Pine to Palm is a challenging race on a tough course run point to point with a 58% finish rate according to the live tracking site. The winner was Ryan Ghelfi of Ashland, in an unfathomable time of 18 hours 28 minutes – 90 minutes ahead of second place. These mountains reminded me more of the rugged landscape of Northern California than the lush forests typically associated with the Pacific Northwest. The reality was a series of long steep climbs and exposed ridge running. While the aid stations were adequate, they are of no comparison to the mobile buffets that I’ve gotten used to in Virginia. The trails themselves were not very technical and I recall about half of it being on gravel roads. Perhaps the last third features more single track. All the turns were well marked, though a lack of confidence ribbons often had me questioning if I was headed in the correct direction.


Stunning ridge-line views abound. Photo: Eric Price

I met plenty of other runners, some who finished strong and others that I commiserated with during our defeats. The majority were from out west but there were plenty of east coasters and, in particular, a strong contingent of Tennesseans. While the volunteers here were great, the biggest human element highlights of this race were the incredible generosity I experienced from spectators and other runners’ crew members. At one point, a woman there to support her son jogged with me around Squaw Lake to try and help me clear my head. After, her son’s friend helped facilitate me jumping into said lake to try and cool off. I met a gal from Nashville running who said her crew would be more than happy to feed me pizza, to which I stupidly declined. Much later after dropping, I was transported to a remote crew parking lot by Dutchman Peak to wait outside in windy, 40 degree weather. A couple here who had been crewing for a friend who had already dropped were hanging out enjoying the party and offered me a spare sleeping bag to warm up in. Then 20 minutes later they drove me the 90 minutes back to my hotel in Medford, which they said was on their way home.
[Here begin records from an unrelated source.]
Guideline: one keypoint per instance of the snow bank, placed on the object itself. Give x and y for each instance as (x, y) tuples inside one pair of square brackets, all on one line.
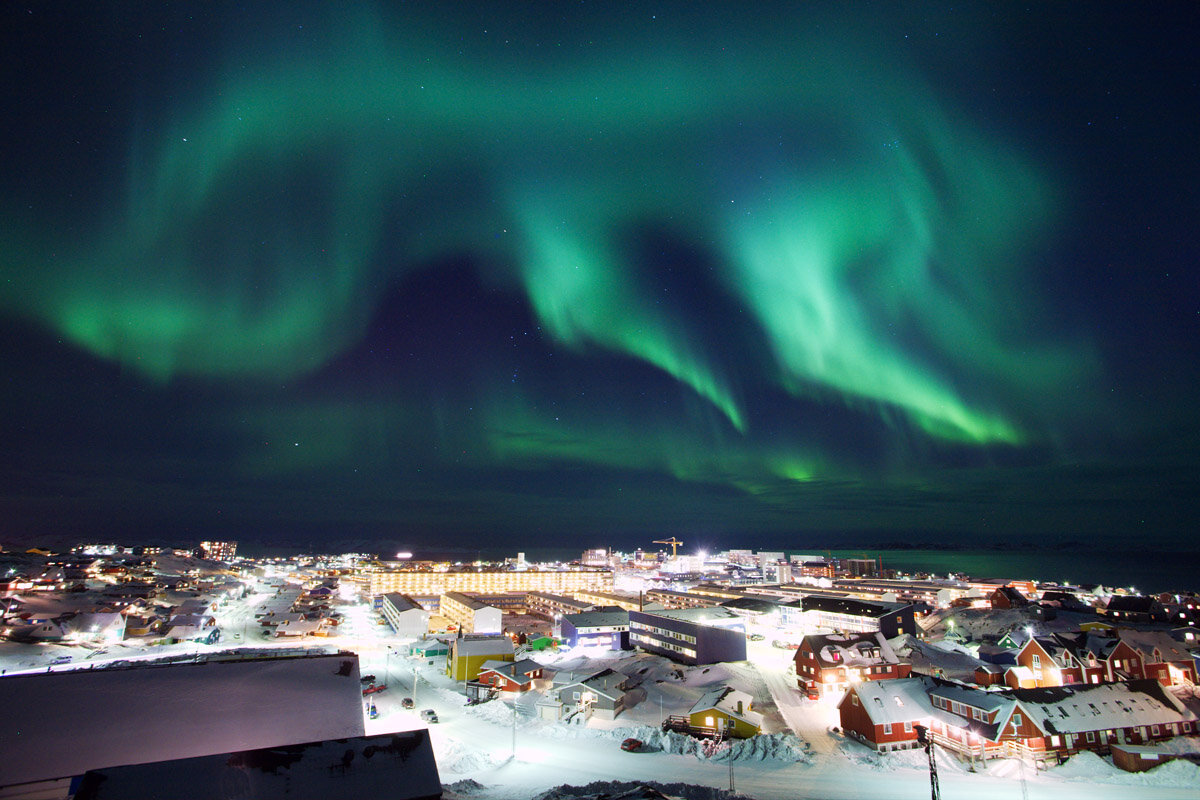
[(1090, 768), (635, 791), (456, 758), (766, 747)]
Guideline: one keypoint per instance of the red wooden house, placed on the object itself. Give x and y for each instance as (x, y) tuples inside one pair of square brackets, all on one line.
[(510, 675), (1048, 722)]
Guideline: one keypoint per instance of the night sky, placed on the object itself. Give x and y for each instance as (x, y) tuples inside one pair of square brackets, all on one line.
[(760, 274)]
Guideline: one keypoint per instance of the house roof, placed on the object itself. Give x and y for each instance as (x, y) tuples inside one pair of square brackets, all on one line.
[(714, 615), (397, 765), (483, 645), (1149, 642), (606, 681), (755, 605), (1096, 707), (402, 602), (849, 606), (893, 702), (514, 669), (597, 619), (177, 711), (852, 649), (726, 699), (1132, 603)]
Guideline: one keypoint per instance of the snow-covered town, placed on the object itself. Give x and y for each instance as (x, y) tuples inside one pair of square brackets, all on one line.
[(142, 672)]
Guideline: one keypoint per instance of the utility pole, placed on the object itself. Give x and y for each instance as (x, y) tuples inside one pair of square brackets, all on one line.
[(729, 729), (923, 738)]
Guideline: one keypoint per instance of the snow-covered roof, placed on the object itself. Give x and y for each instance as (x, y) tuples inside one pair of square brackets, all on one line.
[(973, 697), (397, 765), (174, 711), (1096, 707), (513, 669), (484, 645), (597, 619), (1147, 642), (894, 702), (852, 650), (727, 701)]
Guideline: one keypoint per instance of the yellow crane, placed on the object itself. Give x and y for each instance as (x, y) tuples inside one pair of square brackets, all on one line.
[(673, 542)]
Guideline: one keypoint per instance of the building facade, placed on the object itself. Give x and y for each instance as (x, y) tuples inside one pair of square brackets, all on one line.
[(690, 636), (418, 583)]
The race could work as a weekend trip, or be built into a longer vacation with potential side trips to the Oregon Coast, Portland, or northern California. I opted to build in one extra day to side trip to the spectacular Crater Lake, about two very remote hours east from Ashland.

Pine to Palm was a humbling experience to say the least. My first DNF in a goal race really hurt, but I’m trying to remind myself that by staying conservative I should have a lifetime of finishes to look forward to. Knowing these lessons and the logistics of the area will do me well when I eventually return to finish what I started.